By specifying `encoder = "save_model"` in the `rxp_r()` call,
`{rixpress}` will use this function instead of the default `saveRDS()`. The fitted
model can then be read using `rxp_read("model")`, which will internally use
`readRDS()`.

## Summary

Using `{cmdstanr}` with `{rixpress}` involves these key considerations:

- Include `cmdstan` in `system_pkgs` and `{cmdstanr}` (from Git) in your
  `{rix}` environment definition.

- Read your `.stan` file into the pipeline using `rxp_r_file()`.

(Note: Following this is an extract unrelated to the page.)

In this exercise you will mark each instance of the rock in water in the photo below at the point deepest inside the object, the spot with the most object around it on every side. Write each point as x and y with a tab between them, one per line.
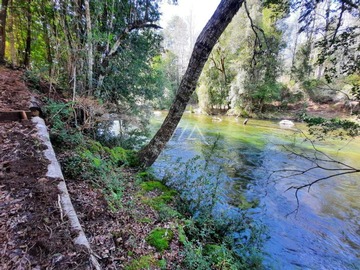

- Implement a wrapper function that:
   *   Takes the model code string and writes it to a temporary `.stan` file
       *inside the wrapper*.
   *   Calls `cmdstanr::cmdstan_model()` on this temporary file.
   *   Calls `model$sample()` to fit the model.
   *   Returns the fitted model object.

- Perform model compilation and sampling within the *same* `rxp_r()` call using
  the wrapper.

- Set the `CMDSTAN` environment variable for the `rxp_r()` step that runs the
  wrapper, pointing to the Nix store path of `cmdstan`.

- Use `{cmdstanr}`'s `$save_object()` method via a custom `encoder`
  for robust saving of the fitted model.

This approach ensures that `cmdstan` can operate correctly within the isolated
and reproducible environment provided by `{rixpress}` and Nix.